Si j’ai bien compris, Jed Martin est l’artiste qui projette dans ses représentations cette humanité, pour dire exactement, en train de disparaître du paysage. Et si j’ai bien compris, le tableau « Damien Hirst et Jeff Koons (ou l'inverse ?) se partageant le marché de l’art » est une métaphore de la dérision qui a envahi ce qu’on appela, pendant deux millénaires (et le pouce), des valeursS. C’est drôle, aujourd’hui, même un escroc comme Jacques Chirac peut affirmer : « J’ai mes valeurs ». Ce qui choque, ici, c’est l’adjectif possessif « mes ». Comme si l’on pouvait simplement imaginer qu’il y ait des « valeurs » individuelles ! 

 

Philippe Muray parle des Particules élémentaires,  de Michel Houellebecq, dans ses Essais (Editions Les Belles Lettres, 2010), de la page 1166 à la page 1173. L'article, paru en 1999, s'intitule "Et, en tout, apercevoir la fin ...". Si la critique littéraire consiste à s'efforcer de dégager le sens d'un roman, alors c'est de la critique littéraire. Je cite : « Le roman de Houellebecq est né du sentiment de la fin, et tous ses personnages se débrouillent, d'une façon ou d'une autre, avec ce sentiment. C'est lui qui donne à l'oeuvre son éclairage poignant, sa lumière sourde, son climat de catastrophe intarissable, insaisissable, irrattrapable ».  

 

N'oublions pas que la doctrine de l'obsolescence programmée de tous les objets de consommation a été élaborée dans les années 1920. Et ce qui valait au début pour les choses, il est somme toute normal que cela s'étende de plus en plus à tout ce qui est humain et, en bout de course, à l'humain en personne.
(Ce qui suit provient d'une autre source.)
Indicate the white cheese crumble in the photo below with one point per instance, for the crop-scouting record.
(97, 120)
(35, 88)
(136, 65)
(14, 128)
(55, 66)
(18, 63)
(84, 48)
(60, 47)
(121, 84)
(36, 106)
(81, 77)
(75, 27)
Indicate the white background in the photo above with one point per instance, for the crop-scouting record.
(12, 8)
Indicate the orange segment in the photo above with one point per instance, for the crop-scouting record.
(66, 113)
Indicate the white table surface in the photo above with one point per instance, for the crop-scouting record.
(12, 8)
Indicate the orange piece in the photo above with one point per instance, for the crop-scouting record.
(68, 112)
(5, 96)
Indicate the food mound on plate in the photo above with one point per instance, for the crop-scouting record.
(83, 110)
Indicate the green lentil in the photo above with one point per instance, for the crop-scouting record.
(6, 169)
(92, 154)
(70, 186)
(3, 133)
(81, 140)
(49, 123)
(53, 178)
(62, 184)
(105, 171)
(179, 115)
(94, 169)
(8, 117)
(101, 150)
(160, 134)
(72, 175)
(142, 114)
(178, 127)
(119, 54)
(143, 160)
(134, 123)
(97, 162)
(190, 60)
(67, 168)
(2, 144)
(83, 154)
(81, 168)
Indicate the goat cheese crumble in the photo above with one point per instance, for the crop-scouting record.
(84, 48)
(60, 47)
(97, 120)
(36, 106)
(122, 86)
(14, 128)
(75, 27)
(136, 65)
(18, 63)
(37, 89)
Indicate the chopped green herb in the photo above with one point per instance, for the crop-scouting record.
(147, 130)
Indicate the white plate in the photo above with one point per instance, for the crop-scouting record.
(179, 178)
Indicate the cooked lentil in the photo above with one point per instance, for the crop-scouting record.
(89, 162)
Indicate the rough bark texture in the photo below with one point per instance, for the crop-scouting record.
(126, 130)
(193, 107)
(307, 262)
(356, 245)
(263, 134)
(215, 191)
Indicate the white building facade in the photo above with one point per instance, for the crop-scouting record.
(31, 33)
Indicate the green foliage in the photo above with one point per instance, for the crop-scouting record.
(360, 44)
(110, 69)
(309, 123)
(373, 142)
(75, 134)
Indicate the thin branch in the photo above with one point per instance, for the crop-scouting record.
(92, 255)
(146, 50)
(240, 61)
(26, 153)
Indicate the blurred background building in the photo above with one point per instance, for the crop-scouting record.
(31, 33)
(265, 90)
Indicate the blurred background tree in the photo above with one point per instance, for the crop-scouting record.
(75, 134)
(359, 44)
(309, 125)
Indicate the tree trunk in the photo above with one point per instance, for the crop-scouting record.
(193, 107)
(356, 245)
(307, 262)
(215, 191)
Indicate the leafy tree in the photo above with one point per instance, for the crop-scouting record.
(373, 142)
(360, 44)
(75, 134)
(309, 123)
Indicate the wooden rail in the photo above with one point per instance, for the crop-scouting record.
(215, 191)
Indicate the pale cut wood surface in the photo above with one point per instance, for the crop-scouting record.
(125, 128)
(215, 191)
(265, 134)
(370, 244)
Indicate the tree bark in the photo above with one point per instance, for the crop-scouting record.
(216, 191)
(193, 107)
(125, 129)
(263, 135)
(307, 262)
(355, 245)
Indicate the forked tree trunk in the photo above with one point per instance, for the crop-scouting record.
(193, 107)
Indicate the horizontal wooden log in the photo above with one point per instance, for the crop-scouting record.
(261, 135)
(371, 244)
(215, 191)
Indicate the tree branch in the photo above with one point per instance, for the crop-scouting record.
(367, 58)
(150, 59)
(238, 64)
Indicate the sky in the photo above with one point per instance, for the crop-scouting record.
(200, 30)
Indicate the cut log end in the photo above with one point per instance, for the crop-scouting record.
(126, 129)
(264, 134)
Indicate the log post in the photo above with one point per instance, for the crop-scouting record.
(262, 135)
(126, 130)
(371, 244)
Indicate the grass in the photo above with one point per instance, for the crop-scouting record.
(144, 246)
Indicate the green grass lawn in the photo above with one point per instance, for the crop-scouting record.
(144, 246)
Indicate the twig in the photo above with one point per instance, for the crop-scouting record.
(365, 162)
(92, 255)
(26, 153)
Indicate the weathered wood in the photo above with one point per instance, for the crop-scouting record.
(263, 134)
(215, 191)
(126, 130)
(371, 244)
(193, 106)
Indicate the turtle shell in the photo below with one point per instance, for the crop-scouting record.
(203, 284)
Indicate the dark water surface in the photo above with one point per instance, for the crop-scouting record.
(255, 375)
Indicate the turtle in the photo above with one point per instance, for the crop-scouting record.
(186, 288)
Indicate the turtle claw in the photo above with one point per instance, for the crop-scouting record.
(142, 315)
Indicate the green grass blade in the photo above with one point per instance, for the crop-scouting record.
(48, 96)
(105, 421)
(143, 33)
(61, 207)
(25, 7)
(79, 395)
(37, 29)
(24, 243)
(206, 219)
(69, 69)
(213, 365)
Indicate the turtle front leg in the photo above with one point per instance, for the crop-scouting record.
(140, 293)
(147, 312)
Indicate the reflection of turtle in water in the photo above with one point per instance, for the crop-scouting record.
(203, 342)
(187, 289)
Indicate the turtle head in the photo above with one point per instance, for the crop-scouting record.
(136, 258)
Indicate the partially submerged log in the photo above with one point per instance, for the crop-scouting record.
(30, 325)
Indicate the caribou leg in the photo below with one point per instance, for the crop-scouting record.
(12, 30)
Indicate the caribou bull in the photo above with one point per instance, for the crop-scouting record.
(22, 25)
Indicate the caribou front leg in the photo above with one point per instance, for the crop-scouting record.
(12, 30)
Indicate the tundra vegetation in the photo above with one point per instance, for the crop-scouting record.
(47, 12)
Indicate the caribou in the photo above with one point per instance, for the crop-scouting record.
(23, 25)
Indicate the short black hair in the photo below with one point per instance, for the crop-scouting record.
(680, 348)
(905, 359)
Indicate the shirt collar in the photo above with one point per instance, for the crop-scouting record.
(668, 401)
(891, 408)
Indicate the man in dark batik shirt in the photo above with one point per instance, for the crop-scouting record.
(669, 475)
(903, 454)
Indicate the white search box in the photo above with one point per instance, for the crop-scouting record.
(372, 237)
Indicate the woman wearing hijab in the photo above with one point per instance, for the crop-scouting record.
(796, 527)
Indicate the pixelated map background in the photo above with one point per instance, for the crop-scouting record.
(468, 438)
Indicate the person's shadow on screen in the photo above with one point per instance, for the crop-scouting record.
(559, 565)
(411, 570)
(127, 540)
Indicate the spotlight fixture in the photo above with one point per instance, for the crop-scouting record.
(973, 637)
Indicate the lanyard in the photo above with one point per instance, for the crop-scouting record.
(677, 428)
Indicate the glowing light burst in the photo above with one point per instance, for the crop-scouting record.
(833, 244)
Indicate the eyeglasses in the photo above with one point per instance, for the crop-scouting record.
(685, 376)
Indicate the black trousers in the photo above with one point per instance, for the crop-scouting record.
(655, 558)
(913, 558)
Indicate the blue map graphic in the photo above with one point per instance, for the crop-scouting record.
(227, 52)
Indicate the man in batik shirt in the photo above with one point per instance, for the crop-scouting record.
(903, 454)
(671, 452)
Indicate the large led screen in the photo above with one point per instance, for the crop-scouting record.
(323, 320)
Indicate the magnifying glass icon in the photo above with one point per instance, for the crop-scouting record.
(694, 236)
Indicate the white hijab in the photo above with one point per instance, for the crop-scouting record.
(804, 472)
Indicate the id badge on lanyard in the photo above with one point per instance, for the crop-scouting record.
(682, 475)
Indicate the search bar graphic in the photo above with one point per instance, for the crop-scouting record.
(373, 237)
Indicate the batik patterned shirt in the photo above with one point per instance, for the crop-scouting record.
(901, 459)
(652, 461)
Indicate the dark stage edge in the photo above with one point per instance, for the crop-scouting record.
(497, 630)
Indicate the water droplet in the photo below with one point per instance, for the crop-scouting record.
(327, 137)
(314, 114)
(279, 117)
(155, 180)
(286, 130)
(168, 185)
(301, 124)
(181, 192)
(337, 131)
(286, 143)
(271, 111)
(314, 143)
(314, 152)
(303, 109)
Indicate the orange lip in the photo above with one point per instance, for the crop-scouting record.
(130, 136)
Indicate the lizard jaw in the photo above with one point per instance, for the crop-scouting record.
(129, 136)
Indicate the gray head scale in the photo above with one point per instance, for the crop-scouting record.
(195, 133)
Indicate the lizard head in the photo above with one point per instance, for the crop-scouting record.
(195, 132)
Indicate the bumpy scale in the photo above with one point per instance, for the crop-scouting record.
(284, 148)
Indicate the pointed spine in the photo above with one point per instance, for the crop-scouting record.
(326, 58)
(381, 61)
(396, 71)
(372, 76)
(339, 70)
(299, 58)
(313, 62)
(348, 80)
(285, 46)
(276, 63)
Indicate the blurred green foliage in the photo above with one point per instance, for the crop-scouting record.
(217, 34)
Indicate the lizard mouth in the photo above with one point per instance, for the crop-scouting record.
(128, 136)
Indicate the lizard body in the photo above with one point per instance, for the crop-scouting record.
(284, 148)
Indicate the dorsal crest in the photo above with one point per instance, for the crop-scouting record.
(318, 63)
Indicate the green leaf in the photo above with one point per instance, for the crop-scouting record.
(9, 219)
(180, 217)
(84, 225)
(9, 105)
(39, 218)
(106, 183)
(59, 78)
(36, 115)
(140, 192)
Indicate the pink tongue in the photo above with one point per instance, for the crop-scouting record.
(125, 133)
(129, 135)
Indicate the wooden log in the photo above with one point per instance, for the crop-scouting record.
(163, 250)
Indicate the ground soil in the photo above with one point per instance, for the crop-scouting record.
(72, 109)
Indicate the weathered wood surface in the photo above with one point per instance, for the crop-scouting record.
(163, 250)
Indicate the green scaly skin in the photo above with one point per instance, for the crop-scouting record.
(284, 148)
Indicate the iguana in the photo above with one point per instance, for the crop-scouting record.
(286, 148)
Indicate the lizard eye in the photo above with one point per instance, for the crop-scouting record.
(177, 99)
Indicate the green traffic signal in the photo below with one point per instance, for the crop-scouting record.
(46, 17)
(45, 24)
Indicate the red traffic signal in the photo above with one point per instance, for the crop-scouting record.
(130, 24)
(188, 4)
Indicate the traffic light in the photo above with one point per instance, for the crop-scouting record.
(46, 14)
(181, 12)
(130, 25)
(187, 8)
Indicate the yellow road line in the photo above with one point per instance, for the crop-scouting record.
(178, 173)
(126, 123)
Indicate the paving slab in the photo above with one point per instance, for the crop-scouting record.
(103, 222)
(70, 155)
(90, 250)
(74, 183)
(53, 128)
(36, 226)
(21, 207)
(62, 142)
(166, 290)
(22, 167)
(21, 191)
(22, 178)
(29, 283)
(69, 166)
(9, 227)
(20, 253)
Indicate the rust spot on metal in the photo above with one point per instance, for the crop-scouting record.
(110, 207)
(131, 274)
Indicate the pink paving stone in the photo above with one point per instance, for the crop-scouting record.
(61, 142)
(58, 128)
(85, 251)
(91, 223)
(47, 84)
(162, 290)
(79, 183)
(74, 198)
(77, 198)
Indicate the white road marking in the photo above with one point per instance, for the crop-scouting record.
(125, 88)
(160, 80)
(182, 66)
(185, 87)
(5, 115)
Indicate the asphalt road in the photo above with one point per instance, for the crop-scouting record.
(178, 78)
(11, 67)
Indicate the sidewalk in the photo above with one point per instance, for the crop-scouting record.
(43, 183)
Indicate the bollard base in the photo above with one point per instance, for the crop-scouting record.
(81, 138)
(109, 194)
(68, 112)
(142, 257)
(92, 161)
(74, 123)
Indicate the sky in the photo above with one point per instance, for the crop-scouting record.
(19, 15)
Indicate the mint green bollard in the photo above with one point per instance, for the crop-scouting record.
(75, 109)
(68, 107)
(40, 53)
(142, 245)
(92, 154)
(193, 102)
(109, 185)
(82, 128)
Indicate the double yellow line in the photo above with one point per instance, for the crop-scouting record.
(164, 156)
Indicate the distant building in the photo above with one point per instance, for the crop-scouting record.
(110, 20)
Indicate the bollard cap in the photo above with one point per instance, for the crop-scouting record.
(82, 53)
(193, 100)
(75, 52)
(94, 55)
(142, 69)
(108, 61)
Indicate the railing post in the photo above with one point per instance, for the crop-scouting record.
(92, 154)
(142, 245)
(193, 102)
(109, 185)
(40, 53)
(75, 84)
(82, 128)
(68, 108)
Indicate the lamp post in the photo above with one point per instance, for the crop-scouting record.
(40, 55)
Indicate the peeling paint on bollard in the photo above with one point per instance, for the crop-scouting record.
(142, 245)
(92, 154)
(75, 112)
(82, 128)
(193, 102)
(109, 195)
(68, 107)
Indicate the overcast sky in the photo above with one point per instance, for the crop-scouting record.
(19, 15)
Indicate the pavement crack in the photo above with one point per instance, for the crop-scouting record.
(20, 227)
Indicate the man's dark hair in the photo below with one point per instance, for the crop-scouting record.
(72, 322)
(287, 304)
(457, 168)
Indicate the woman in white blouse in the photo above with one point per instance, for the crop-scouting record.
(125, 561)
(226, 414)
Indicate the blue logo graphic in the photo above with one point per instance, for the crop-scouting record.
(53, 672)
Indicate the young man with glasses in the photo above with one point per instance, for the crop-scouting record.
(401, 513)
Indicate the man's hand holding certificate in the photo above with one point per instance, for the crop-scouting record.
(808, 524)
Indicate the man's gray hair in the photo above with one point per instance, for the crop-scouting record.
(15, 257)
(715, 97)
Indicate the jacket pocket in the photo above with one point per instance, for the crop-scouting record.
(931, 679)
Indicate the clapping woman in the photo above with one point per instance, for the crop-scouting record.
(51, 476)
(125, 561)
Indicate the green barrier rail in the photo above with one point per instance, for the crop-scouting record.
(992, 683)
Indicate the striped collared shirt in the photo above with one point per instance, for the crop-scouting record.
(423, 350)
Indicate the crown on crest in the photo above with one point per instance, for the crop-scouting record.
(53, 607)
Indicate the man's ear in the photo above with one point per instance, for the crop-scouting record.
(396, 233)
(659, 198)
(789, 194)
C'est la logique de la machine. Les deux écrivains sont visiblement cousins en littérature, dans leur façon de voir le monde. Il faut que je lise ce livre car, selon Philippe Muray, « Beaucoup de bavardages sont mis en danger par Les Particules élémentaires ». Si c'est vrai, ça me convient. 

 

Conclusion : il y a chez Michel Houellebecq, non seulement un « regard sur le monde », mais en plus, il y a de la « pensée ». Ça, c’est un roman.